Any advise from more experienced reefers is greatly appreciated.
Phosphates, are hopefully no longer an issue.

Up until three weeks ago I was feeding primarily flake foods. That has since stopped with the advent of implementing a recipe I found on this site for a homemade frozen food for the tank. I learned that flake food was high in phosphates, so check that one off. Now to your points:

1. I placed a phosphate sponge into my sump.
(I've done this numerous times too. The label's are specific about only letting them stay in there for 48 hours. I don't see effect from this treatment.)

2. I purchased an algae Blenny to place into my refuge. The Blenny is in my QT tank and not available for the refuge for another 10 days.
(I find that my Blenny occasionally pciks at the algae, but he's no fool. When the real food goes in the tank he scrambles like everyone else for his share. )

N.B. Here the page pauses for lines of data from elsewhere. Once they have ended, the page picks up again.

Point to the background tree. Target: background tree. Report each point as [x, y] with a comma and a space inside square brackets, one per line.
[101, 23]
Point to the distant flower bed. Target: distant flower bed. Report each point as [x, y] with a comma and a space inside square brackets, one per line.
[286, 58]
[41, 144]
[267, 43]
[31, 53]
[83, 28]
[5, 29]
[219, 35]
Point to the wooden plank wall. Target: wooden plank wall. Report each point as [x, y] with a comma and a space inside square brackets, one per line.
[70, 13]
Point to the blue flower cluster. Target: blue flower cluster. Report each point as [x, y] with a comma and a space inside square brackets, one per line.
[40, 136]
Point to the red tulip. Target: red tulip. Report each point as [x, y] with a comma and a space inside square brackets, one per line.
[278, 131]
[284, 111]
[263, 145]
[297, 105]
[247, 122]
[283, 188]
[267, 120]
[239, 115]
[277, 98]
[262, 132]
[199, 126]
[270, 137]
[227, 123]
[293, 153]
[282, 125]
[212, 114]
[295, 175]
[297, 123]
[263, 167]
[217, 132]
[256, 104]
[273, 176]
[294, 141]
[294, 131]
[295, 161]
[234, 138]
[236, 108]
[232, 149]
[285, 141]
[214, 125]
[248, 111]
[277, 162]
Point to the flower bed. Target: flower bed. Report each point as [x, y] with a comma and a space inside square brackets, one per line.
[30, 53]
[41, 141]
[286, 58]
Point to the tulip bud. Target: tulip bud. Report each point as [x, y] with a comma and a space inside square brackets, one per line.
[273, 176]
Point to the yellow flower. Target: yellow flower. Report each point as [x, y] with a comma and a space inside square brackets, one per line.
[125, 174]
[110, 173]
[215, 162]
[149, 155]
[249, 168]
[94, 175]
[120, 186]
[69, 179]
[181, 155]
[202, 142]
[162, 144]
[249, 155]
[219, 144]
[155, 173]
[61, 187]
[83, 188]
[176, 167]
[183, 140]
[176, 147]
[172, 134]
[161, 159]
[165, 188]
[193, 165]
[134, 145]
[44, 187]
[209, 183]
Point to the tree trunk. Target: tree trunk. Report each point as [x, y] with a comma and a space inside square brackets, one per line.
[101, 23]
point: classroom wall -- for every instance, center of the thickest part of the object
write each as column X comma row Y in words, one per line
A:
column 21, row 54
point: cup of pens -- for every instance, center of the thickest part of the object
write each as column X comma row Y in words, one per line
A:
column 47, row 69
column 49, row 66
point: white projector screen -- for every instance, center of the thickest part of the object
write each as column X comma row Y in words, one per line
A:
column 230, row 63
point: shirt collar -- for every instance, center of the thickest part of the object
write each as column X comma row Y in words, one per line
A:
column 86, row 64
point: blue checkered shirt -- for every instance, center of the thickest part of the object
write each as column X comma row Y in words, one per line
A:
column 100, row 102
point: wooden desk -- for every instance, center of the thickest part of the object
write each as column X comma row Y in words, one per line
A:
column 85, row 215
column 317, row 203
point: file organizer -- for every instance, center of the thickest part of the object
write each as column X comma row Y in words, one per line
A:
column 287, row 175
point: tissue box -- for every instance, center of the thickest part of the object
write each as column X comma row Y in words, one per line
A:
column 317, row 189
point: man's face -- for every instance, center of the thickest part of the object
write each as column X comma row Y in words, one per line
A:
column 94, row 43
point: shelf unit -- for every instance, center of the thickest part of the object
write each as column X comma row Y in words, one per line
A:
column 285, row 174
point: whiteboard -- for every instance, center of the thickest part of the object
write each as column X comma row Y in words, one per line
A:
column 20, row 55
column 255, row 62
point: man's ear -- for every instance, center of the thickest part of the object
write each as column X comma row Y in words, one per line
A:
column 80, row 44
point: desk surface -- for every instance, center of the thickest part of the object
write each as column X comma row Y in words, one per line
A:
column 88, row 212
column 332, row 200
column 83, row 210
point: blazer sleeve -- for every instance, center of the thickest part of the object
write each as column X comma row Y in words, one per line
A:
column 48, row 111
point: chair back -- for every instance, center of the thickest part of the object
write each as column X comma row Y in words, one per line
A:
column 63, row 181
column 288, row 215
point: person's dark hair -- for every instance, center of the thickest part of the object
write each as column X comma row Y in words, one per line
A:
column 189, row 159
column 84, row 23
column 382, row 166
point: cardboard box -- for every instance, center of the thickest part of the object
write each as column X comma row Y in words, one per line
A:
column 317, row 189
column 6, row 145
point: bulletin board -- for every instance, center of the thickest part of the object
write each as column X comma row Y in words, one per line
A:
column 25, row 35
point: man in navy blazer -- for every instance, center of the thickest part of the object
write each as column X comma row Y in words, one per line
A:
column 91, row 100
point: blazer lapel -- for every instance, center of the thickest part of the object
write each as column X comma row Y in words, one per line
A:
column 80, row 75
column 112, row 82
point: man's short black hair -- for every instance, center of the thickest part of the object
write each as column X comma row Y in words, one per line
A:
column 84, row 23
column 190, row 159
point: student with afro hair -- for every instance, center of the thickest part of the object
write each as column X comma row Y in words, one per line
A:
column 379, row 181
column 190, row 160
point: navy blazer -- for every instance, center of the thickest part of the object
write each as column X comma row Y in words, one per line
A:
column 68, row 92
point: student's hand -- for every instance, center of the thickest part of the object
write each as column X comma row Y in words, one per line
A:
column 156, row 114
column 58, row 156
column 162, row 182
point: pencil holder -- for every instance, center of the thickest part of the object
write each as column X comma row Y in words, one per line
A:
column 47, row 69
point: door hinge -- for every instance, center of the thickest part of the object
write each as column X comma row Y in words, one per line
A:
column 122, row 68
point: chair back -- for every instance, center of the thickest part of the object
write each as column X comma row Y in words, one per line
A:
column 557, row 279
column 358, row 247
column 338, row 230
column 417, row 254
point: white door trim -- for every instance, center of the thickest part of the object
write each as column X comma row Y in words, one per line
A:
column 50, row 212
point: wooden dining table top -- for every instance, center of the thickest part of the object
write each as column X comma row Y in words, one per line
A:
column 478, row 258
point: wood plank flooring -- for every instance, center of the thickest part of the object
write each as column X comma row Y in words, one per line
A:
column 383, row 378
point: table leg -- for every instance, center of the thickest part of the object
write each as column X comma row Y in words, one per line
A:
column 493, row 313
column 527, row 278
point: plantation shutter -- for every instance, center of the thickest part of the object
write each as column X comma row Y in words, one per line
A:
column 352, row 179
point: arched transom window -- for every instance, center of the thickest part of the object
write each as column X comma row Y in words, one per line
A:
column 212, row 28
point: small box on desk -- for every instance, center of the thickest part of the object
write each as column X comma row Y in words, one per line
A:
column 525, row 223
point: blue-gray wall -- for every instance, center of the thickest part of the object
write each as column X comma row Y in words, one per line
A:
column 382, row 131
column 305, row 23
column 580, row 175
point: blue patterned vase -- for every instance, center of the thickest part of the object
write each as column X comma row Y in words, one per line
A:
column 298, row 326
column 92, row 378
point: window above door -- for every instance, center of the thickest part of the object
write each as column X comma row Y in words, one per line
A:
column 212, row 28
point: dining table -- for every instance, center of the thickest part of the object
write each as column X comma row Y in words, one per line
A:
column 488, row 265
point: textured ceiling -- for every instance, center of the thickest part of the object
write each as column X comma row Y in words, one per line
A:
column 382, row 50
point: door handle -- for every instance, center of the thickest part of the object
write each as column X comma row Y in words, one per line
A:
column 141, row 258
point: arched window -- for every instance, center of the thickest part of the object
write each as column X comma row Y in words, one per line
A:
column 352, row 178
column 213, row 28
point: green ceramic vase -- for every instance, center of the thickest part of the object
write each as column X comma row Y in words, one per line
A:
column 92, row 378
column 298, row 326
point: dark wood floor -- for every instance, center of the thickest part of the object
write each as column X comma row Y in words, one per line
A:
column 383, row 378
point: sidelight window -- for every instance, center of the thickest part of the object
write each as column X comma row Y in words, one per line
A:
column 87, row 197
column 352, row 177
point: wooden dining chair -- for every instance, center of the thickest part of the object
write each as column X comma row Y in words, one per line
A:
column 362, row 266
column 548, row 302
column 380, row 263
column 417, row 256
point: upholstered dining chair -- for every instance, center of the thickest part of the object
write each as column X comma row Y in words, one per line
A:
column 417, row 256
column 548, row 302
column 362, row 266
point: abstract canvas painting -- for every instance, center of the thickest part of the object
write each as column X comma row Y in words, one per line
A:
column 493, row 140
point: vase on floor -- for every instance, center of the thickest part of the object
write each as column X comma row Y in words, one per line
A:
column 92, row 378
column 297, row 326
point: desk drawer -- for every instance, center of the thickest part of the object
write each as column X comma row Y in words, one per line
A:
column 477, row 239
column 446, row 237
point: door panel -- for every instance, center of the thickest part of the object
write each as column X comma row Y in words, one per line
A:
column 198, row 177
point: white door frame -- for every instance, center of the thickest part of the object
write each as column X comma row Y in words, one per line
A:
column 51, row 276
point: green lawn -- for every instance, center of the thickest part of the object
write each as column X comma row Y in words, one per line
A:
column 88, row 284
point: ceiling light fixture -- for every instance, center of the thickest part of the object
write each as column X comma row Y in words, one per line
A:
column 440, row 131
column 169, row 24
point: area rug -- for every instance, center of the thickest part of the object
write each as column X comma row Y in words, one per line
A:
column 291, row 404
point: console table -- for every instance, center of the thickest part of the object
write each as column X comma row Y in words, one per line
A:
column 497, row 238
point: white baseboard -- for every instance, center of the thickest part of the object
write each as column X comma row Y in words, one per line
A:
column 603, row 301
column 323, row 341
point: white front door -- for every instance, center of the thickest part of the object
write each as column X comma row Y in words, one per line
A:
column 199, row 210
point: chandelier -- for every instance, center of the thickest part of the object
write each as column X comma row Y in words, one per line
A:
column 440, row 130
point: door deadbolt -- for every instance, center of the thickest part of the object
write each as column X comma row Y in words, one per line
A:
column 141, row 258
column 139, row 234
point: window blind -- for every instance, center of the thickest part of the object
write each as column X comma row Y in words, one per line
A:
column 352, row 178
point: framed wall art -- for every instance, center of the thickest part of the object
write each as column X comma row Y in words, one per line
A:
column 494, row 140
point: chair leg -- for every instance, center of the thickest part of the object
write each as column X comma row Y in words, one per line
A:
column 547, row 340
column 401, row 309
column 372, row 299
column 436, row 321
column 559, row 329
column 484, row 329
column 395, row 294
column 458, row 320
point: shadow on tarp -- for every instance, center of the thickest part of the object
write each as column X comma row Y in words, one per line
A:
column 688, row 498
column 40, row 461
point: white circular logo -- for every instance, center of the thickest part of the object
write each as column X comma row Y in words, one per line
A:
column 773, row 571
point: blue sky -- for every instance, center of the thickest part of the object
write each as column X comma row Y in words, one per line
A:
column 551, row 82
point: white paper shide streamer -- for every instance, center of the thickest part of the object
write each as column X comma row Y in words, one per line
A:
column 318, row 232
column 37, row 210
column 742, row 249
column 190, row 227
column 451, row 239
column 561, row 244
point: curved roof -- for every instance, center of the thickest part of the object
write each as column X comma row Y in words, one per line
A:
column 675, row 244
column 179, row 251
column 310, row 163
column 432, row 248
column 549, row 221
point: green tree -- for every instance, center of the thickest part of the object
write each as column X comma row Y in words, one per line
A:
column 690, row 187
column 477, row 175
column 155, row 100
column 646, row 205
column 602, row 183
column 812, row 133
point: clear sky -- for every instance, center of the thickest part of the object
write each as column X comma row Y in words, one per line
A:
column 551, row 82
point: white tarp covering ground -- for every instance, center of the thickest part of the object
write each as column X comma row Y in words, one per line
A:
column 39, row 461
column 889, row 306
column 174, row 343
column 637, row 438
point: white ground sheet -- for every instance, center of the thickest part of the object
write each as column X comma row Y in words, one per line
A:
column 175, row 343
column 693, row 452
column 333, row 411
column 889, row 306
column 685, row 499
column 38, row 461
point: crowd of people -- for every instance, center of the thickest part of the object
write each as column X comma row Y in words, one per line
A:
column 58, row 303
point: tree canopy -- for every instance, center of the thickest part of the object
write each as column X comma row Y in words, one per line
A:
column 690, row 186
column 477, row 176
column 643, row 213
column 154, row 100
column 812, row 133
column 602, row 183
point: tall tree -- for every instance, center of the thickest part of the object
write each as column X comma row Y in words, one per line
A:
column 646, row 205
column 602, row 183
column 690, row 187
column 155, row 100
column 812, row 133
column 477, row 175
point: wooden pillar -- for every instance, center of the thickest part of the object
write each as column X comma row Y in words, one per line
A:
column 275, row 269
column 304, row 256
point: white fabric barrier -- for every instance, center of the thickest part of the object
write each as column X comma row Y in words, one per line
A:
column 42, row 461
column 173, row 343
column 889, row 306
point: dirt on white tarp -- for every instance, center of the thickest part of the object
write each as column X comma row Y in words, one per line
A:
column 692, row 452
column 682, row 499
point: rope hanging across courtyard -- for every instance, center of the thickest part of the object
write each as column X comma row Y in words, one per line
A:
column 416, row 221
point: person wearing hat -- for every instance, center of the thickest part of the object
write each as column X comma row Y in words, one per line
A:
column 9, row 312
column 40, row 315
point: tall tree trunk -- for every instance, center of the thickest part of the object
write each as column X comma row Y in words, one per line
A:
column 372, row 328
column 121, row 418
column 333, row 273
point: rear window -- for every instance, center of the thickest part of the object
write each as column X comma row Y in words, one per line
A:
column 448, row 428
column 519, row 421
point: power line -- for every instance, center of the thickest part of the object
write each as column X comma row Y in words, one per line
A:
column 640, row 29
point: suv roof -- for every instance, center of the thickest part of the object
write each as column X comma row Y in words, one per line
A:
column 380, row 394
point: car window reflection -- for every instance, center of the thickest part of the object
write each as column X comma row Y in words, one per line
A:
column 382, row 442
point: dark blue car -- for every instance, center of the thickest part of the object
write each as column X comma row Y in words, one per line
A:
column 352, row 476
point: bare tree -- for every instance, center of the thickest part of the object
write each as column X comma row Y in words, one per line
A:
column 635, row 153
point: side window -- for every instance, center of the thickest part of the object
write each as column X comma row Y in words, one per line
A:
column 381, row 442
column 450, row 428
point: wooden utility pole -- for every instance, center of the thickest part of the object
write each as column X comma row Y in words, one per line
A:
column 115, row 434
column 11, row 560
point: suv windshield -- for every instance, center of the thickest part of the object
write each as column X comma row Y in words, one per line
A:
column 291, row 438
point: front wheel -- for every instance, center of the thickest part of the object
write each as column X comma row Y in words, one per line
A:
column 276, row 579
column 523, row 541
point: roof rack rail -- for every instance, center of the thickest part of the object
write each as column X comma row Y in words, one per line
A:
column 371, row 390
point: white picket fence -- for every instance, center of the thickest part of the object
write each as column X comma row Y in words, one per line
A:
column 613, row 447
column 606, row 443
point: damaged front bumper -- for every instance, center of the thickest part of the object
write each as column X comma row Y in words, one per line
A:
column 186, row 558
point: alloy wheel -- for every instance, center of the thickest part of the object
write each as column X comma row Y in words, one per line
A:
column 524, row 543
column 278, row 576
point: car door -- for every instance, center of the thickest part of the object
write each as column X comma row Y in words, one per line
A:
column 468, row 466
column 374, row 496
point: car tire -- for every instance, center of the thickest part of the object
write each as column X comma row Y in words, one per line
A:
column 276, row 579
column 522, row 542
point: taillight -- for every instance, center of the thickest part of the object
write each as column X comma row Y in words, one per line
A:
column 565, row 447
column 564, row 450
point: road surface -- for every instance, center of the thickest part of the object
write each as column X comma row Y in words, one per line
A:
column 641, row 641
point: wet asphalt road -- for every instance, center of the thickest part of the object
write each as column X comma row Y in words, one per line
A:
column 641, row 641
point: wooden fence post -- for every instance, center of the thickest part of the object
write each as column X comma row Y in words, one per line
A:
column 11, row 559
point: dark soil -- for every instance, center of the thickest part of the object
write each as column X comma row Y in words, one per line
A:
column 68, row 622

3. Added some snails to the refugium.
(Now that is something I will try)

4. I cut down on my lighting time (in the refugium) until the algae clears.
(I'm going 24/7, partly because I want the macro to grow and to cut down on the possibility of it going sexual.)

5. I remove the problem algae by hand daily.
(Me too, from the display and refugium. We should have went into stamp collecting.)

My (new) goal is to concentrate on raising the alkanlinity. I'm currently dosing Kalk and will supplement this with B-Ionic Alk. Hopefully this will encourage the corraline and drive off the hair...
So you put this Caulpera in the refugium, went away for a few days, and have hairalgae on the macro algae but no hairalgae in the main tank?

If so.......the stressed Caulpera could leak nutrients/organic and provides a static(non growing) substrate for another epiphytic alga.
These leak out slowly as the Caulerpa dies off some. This can be at very low rates of leakage. Healthy plants leak these also, but the surface is not static.
I seldom find eipihytic algae on Caulerpa species(But have in the past), seldom have I found hair algae.

Spores could have been waiting for the right time to bloom that were already on the macro algae. Often a change will stress out many algae and they will produce spores that settle and grow like mad hoping to adapt to the new conditions.

Tom Barr
How does eipihytic algae look? Does it resemble hair algae? Maybe this is what I am seeing growing on my Caulpera.

The Caulpera looks healthy. Assuming eipihytic algae is growing on the plant what would you recomend I do to manage this?

Epiphytic refer to a plant/algae growing on another plant algae.
Epiplithic refers to a plant/alga growing on a rock, epipdendric, growing on wood and so on.....sorry for the jargon:)

Generally folks don't like epiphytic algae and it causes issue for the infected plant/macro alga. It can appears in many forms(Hair, slime, spots, film, bubbles, other macro algae even).

Getting rid of it? Pruning the Caulerpa, trying to wipe it off with your hands, getting a critter that will eat the eiphytes but not the macro alga(not always easy).
Don't prune it all at once, do it in stages. The Caulerpa will grow back fast.
Some folks use Chaetomorpha (linum?) instead of Caulerpa.
I like Caulerpa ssp generally and for the looks etc.........but for the utility of filtration, other plants/macros should be explored. See what works well for you.

If the hair algae you now have is not causing any issue, I'd just slowly remove it.